> And if you go that naive route, just fix everything in the driver, then
> you simply end up with something terribly inefficient because all those
> corner case checks end up in the fast path and eating up code space.
>
One thing I forgot to mention here that should especially interest you:
you add a lot of complexity to the *driver* that needs to verified and
maintained (by the kernel community?!). Some of these workarounds I had to
implement are really quite a convoluted mess and it's starting to take up
a significant portion of the driver's code base as well ... just to support
some fringe cases that are not even relevant to the hardware's main use
cases (as "we" as the "hardware vendor" see it) at all.
Note that I actually *have* implemented all these workarounds and my
driver is fully passing all fuzzing tests etc. I'm just not happy with it.
Regards,
Pascal van Leeuwen
Silicon IP Architect, Multi-Protocol Engines @ Inside Secure
http://www.insidesecure.com
On Mon, 27 May 2019 at 14:41, Pascal Van Leeuwen
<[email protected]> wrote:
>
> > And if you go that naive route, just fix everything in the driver, then
> > you simply end up with something terribly inefficient because all those
> > corner case checks end up in the fast path and eating up code space.
> >
> One thing I forgot to mention here that should especially interest you:
> you add a lot of complexity to the *driver* that needs to verified and
> maintained (by the kernel community?!). Some of these workarounds I had to
> implement are really quite a convoluted mess and it's starting to take up
> a significant portion of the driver's code base as well ... just to support
> some fringe cases that are not even relevant to the hardware's main use
> cases (as "we" as the "hardware vendor" see it) at all.
>
> Note that I actually *have* implemented all these workarounds and my
> driver is fully passing all fuzzing tests etc. I'm just not happy with it.
>
Good, glad to hear that. I would test it myself if my MacchiatoBin
hadn't self combusted recently (for the second time!) but there are
some others that volunteered IIUC?
I think nobody is happy that we are adding code like that to the
kernel, but it seems we will have to agree to disagree on the
alternatives, since teaching the upper layers about zero length inputs
being special cases is simply not acceptable (and it would result in
those workarounds to be added to generic code where it would be
affecting everyone instead of only the users of your IP)

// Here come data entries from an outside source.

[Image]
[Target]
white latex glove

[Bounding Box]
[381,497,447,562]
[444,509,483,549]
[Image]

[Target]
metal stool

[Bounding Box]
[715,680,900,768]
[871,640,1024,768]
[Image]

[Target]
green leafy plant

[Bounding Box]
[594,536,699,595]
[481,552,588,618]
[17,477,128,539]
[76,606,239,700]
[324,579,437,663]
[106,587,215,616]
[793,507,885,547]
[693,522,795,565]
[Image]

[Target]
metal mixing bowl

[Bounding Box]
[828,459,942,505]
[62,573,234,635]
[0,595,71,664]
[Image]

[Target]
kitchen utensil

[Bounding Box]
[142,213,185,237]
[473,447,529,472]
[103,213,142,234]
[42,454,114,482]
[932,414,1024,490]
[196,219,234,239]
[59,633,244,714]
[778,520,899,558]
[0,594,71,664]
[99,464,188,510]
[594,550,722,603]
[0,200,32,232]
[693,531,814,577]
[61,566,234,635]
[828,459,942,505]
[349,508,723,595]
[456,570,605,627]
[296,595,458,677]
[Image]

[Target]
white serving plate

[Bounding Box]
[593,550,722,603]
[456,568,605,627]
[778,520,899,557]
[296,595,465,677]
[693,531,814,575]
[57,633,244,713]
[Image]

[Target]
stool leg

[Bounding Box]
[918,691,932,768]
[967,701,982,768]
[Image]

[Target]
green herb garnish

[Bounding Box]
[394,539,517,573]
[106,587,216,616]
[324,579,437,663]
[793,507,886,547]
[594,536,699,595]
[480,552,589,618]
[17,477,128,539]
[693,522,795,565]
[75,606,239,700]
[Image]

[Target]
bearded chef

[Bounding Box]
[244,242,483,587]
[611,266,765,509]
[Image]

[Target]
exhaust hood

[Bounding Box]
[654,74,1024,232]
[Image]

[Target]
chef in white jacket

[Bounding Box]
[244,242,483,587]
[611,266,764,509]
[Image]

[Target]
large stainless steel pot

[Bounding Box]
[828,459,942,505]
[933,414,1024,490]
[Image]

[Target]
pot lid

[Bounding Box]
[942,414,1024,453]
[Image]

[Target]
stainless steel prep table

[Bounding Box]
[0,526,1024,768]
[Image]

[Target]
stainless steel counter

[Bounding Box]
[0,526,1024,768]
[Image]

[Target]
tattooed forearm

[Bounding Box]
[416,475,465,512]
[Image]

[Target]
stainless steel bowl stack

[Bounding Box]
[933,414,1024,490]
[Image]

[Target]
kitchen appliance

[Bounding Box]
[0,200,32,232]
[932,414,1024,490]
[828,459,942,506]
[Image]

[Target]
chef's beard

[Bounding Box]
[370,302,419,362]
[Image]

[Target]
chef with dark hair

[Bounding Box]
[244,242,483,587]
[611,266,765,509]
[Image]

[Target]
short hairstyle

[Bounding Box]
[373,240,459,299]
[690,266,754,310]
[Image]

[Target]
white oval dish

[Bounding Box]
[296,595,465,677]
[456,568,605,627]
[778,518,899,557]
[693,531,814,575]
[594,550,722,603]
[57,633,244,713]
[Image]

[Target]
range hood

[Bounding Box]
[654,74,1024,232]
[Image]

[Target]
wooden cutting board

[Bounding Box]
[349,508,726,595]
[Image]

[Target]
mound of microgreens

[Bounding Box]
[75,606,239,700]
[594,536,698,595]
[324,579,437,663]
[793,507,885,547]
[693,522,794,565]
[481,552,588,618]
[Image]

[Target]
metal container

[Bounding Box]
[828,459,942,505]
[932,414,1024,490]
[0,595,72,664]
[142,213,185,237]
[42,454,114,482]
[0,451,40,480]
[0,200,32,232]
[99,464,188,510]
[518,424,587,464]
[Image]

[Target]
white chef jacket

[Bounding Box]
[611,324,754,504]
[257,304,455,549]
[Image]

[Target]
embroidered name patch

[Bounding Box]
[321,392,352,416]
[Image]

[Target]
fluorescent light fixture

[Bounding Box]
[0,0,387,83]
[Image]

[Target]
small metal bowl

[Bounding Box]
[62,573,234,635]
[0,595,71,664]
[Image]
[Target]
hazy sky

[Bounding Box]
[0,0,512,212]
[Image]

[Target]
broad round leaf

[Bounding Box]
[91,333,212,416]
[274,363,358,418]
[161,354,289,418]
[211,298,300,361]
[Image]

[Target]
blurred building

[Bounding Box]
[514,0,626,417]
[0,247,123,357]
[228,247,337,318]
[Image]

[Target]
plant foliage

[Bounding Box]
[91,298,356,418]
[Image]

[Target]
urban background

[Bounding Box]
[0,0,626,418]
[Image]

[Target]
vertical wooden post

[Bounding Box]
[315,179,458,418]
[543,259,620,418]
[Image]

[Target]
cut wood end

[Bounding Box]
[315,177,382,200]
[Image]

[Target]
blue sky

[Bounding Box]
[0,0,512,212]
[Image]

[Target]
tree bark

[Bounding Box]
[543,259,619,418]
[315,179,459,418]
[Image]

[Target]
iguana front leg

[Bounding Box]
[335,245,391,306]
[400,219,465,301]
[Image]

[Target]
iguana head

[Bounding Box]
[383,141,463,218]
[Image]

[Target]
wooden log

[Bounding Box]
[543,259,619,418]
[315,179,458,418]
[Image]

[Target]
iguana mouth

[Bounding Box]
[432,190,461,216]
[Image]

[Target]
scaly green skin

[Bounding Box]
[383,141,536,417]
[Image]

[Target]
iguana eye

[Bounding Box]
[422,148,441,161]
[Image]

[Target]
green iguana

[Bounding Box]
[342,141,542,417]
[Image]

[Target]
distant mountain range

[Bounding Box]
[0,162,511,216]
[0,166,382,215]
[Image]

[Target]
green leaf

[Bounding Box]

But I fully understand that dealing with this case in hardware is not
feasible either, and so this approach is what we will have to live
with.
> > One thing I forgot to mention here that should especially interest you:
> > you add a lot of complexity to the *driver* that needs to verified and
> > maintained (by the kernel community?!). Some of these workarounds I had to
> > implement are really quite a convoluted mess and it's starting to take up
> > a significant portion of the driver's code base as well ... just to support
> > some fringe cases that are not even relevant to the hardware's main use
> > cases (as "we" as the "hardware vendor" see it) at all.
> >
> > Note that I actually *have* implemented all these workarounds and my
> > driver is fully passing all fuzzing tests etc. I'm just not happy with it.
> >
>
> Good, glad to hear that. I would test it myself if my MacchiatoBin
> hadn't self combusted recently (for the second time!) but there are
> some others that volunteered IIUC?
>
Some people did volunteer about a month ago but I haven't heard from
any of them since ... which means my fixes won't make it into any kernel
trees any day soon.
> I think nobody is happy that we are adding code like that to the
> kernel, but it seems we will have to agree to disagree on the
> alternatives, since teaching the upper layers about zero length inputs
> being special cases is simply not acceptable (and it would result in
> those workarounds to be added to generic code where it would be
> affecting everyone instead of only the users of your IP)
>
You keep missing my point though ... I was not suggesting teaching
upper layers about zero lengths or any other hardware limitations.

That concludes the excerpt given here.